Banner Performance, But Far from a Straight Line
The municipal bond market, as measured by the S&P National AMT-Free Municipal Bond Index, finished 2023 posting its strongest quarter in 14 years. Its 2023 annual return of 6.24% was its best full-year performance since 2019. While this was good news for many market participants, the path to get there was far from linear; 2023 presented many challenges for most fixed income asset classes, with central bank policy at the core. Municipal bond indices proved resilient throughout the volatility, with favorable technicals and strong fundamentals driving performance. As a new year begins, municipal bond indices may continue to be positioned to provide opportunities for 2024, both on a broad basis as well as across the curve.
Full Circle: How Did We Get Here?
The municipal bond market spent much of 2023 weathering the storm of interest rate volatility, as the U.S. Federal Reserve continued the most aggressive rate hiking cycle seen in over 40 years. While the year began with optimism, performance across the municipal bond suite struggled through mid-year 2023 as the Fed raised rates for the 11th time in 16 months to 5.25-5.50%, before pausing in September. The 10-year U.S. Treasury bond yield reached its peak in October, surpassing 5% for the first time in 16 years, at which time the S&P National AMT-Free Municipal Bond Index was down 2.13% YTD.

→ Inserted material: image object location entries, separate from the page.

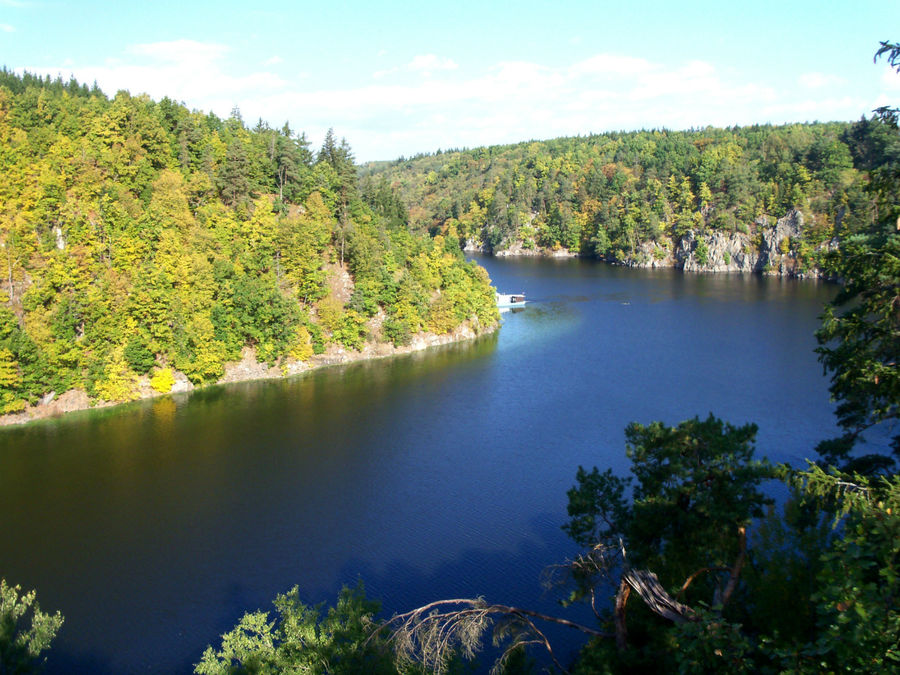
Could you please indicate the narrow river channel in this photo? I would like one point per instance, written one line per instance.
(154, 526)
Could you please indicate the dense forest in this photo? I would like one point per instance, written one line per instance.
(703, 199)
(144, 242)
(141, 235)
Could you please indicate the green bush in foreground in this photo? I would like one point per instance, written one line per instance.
(25, 631)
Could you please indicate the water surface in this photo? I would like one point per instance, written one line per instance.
(154, 526)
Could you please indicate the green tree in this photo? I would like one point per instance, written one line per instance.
(25, 631)
(303, 639)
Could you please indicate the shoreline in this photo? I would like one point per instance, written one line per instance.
(245, 370)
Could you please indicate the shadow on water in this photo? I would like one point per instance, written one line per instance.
(513, 577)
(153, 527)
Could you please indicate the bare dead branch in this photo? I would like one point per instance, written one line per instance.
(621, 628)
(647, 585)
(431, 634)
(695, 575)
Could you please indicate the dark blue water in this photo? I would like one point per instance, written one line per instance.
(153, 527)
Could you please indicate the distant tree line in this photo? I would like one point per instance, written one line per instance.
(139, 238)
(604, 195)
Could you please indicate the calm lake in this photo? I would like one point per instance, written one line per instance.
(154, 526)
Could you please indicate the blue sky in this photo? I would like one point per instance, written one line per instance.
(397, 78)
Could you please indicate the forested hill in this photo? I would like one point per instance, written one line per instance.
(702, 199)
(142, 243)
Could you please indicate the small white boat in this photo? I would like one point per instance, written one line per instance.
(505, 301)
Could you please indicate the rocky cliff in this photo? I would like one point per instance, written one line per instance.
(769, 249)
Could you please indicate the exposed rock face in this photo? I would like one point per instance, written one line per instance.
(517, 249)
(773, 250)
(777, 255)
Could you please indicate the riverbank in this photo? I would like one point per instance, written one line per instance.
(764, 248)
(248, 368)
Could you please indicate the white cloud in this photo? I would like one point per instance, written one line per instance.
(431, 101)
(427, 63)
(890, 78)
(187, 52)
(819, 80)
(185, 70)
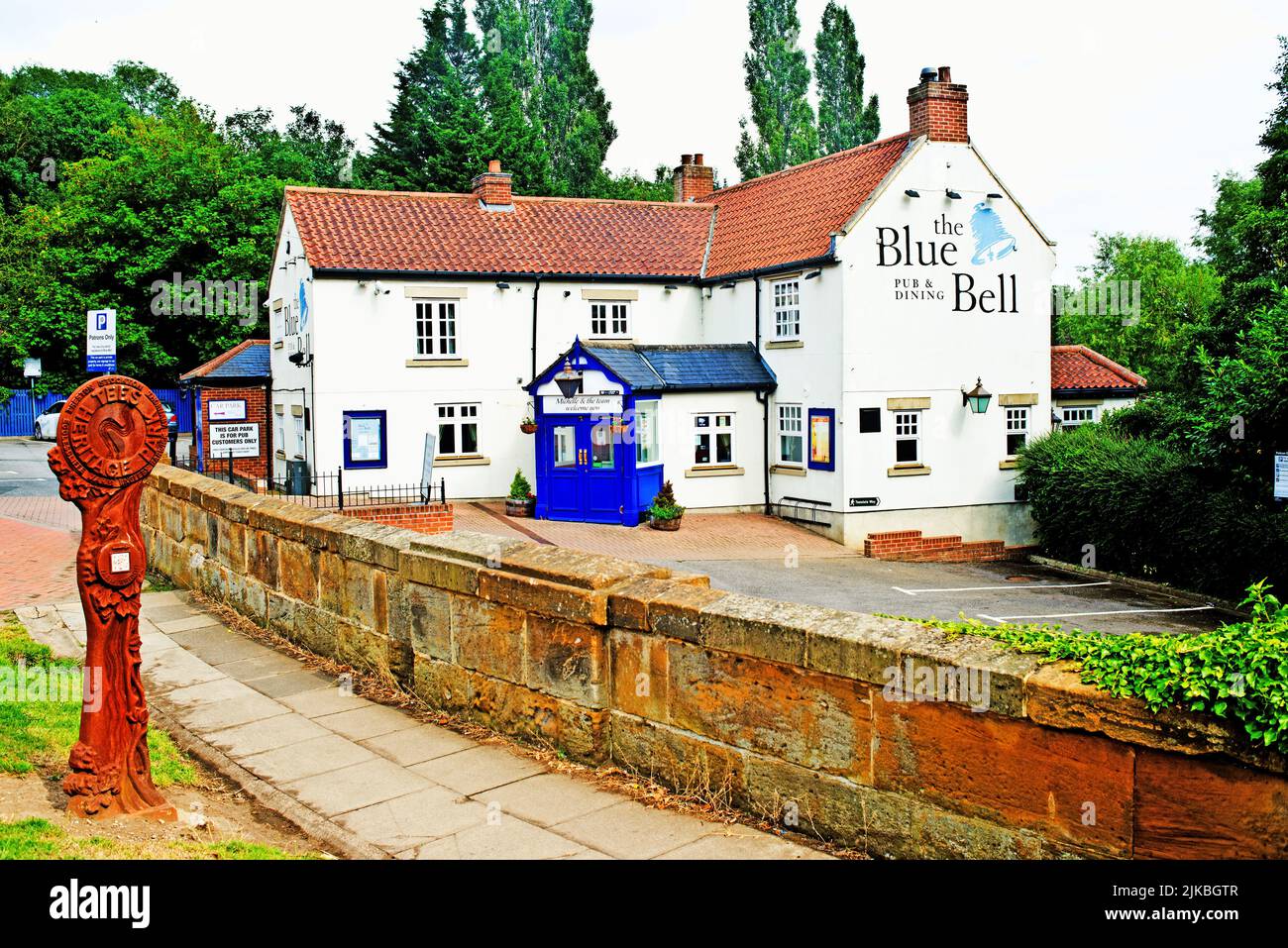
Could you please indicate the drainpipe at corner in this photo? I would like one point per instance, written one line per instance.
(763, 397)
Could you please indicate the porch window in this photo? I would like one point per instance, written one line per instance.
(791, 436)
(436, 327)
(787, 309)
(458, 429)
(610, 318)
(645, 433)
(1017, 430)
(712, 440)
(907, 437)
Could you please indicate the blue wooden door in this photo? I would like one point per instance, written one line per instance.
(605, 463)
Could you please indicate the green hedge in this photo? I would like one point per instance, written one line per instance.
(1151, 511)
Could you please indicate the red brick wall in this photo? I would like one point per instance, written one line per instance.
(257, 412)
(432, 518)
(909, 545)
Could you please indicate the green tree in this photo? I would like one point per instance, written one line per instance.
(777, 78)
(844, 120)
(434, 136)
(1176, 299)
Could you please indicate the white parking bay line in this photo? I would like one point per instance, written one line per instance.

The rest of the fourth quarter would see the rate narrative change sharply, as falling inflation and weaker-than-expected economic data coupled with the Fed pause increased market expectations for rate cuts in Q1 2024. The 10-year U.S. Treasury yield fell from its high and came full circle to end the year largely where it began, near 4%. Munis rallied in sympathy with Treasuries and the S&P National AMT-Free Municipal Bond Index posted a quarterly gain of 7.29%, its strongest single quarter since Q3 2009.